Please do not report security vulnerabilities through public GitHub issues.

Instead, please report them via email to: ilramdhan@gmail.com

Please include the following information in your report:

• Type of vulnerability (e.g., SQL injection, XSS, authentication bypass)
• Affected versions (e.g., v1.0.0)
• Description of the vulnerability with as much detail as possible
• Steps to reproduce the vulnerability
• Potential impact of the vulnerability
• Suggested fix (if you have one)

We will acknowledge receipt of your vulnerability report within 48 hours and will send you a more detailed response within 72 hours indicating the next steps in handling your report.

After the initial reply to your report, the security team will endeavor to keep you informed of the progress towards a fix and full announcement, and may ask for additional information or guidance.

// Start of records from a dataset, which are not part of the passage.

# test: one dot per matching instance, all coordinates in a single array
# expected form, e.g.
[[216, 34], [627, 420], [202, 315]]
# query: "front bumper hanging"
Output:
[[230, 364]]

1. Acknowledgment: We will acknowledge your email within 48 hours
2. Assessment: We will assess the vulnerability and determine its severity
3. Fix Development: We will work on a fix and may reach out for clarification
4. Release: Once fixed, we will release a security patch
5. Disclosure: We will coordinate with you on public disclosure timing

When deploying Holiday API Indonesia, please ensure you follow these security best practices:

1. Environment Variables: Never commit .env files or secrets to version control
2. JWT Secret: Use a strong, random JWT secret key (minimum 32 characters)
3. Admin API Key: Use a secure, random admin API key
4. HTTPS: Always use HTTPS in production
5. Rate Limiting: Enable rate limiting to prevent abuse
6. Regular Updates: Keep dependencies updated
7. Database Security: Secure your SQLite database file with proper permissions

The following security features are implemented in Holiday API Indonesia:

• ✅ JWT Authentication with secure token handling
• ✅ Password hashing using bcrypt
• ✅ Input sanitization and validation
• ✅ SQL injection protection
• ✅ XSS protection headers
• ✅ Rate limiting per IP/user
• ✅ CORS protection
• ✅ Security headers (HSTS, CSP, X-Frame-Options, etc.)
• ✅ Audit logging for security events

Security updates will be released as patch versions (e.g., v1.0.1) and will be clearly marked in the release notes. We recommend always running the latest version to ensure you have the latest security fixes.

We would like to thank the following security researchers who have responsibly disclosed vulnerabilities to us:

No reported vulnerabilities yet - thank you for keeping our community safe!

Thank you for helping keep Holiday API Indonesia and our users safe!